Beer Facts — Thank You Jimmy Carter

Beer has always been important to America. One of Thomas Jefferson’s first acts was to pass legislation to ensure a healthy beer industry in the United States. And although there were local craft beers in the early days, with the industrial age came the sort of tasteless, Budweiser-style beers that continued well in the 1970s. The years of Prohibition didn’t help things either.

In November 1978, Congress passed a bill repealing Federal restrictions on homebrewing of small amounts of beer. When Jimmy Carter signed the bill in February 1979, the way was paved for the States to follow suit and permit home beermaking. With the exception of Alabama, all the states now permit home breweries, most allowing 100 gallons of beer per person over the age of 21 per household, up to a maximum of 200 gallons per year. That won’t get you through a Super Bowl party, but it should cover you to half-time.
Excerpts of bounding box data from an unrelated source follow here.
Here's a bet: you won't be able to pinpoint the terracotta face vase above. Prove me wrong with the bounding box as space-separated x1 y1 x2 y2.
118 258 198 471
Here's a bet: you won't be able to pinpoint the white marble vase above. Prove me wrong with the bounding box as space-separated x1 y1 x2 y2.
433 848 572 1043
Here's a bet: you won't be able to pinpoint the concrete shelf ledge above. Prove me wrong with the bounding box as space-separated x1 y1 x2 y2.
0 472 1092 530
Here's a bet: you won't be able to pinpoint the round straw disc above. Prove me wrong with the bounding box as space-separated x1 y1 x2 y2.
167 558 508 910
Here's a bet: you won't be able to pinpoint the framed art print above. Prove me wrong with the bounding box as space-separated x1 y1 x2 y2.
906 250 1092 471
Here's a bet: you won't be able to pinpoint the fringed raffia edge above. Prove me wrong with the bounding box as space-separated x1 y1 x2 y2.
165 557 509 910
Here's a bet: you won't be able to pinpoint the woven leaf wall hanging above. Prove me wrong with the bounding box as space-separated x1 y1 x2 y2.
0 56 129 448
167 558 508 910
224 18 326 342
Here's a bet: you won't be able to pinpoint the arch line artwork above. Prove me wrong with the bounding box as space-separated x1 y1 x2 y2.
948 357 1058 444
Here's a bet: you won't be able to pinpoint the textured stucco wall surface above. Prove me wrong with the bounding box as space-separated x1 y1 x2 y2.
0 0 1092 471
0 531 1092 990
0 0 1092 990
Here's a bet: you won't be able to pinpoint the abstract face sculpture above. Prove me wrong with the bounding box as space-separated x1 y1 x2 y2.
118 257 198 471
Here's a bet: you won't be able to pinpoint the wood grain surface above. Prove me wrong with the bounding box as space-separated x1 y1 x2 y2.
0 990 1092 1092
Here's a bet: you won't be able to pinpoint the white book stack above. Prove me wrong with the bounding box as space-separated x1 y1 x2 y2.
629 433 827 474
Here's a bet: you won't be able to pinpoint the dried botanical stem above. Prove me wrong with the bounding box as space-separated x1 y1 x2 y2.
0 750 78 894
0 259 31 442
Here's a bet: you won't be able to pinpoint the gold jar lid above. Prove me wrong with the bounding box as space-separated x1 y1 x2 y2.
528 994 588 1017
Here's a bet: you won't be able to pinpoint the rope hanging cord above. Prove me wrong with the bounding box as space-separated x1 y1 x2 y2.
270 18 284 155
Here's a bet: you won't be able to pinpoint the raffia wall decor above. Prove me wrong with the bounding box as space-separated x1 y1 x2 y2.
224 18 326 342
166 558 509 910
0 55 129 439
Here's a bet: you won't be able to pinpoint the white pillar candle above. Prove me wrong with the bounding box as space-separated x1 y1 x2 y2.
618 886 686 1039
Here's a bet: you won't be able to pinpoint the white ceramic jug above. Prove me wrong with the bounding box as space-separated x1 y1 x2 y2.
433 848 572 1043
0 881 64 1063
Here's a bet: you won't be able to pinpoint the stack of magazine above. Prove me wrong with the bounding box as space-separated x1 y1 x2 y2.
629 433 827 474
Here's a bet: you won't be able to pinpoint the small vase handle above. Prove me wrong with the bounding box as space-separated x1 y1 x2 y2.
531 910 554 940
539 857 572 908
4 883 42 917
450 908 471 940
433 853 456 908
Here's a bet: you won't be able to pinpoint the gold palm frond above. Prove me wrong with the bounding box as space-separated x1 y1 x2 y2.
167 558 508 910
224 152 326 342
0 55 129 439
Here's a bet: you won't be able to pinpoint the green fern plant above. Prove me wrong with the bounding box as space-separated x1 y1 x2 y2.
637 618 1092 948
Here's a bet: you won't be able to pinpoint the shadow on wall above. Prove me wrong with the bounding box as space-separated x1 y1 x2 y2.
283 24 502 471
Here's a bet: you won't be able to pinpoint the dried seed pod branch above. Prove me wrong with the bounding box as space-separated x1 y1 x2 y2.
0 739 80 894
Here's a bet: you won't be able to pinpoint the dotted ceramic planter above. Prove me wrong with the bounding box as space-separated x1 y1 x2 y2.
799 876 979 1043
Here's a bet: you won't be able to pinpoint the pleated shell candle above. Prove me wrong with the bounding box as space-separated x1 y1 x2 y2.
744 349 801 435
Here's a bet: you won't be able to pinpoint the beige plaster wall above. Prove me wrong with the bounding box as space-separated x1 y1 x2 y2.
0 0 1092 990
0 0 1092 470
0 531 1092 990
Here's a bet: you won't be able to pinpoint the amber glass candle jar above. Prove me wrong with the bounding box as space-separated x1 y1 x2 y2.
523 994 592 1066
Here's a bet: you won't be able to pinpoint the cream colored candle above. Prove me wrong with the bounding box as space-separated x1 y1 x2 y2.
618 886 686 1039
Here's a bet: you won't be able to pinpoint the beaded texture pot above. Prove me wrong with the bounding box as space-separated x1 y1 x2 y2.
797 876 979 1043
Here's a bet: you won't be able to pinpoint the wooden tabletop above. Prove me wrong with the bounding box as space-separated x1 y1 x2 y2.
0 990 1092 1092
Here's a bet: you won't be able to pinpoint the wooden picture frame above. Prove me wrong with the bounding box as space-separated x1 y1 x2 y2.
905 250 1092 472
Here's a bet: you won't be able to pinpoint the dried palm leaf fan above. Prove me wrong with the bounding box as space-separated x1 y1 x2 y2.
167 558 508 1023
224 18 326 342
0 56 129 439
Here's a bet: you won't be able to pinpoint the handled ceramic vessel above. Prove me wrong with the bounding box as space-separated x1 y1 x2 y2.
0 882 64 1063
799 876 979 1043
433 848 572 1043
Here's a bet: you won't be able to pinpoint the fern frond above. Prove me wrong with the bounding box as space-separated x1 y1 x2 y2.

Of course the government isn’t going to do anything that deprives it of tax revenue, so homebrewers are prohibited from selling any beer they brew.

Many beer historians credit this point in history for all the many craft beers we enjoy today. The home brews showed what real beer could taste like, and educated the palates of those who had been drinking the Budweiser swill. I would add that many of these home brewmeisters no doubt caught the beer making bug and went off to start micro-breweries. By 1995, some 600 craft breweries were producing specialty beers in the United States. If you examine the history of many micro-breweries such as Anchor Brewing Company (Anchor Steam), Boston Beer Company (Samuel Adams) and Alaskan Brewing Company (Alaskan Ale), they all follow the same approximate time line. They all have claimed roots back to the 1800s, but in reality they all reformulated and retooled in the 1980s to catch the new micro-brewery wave.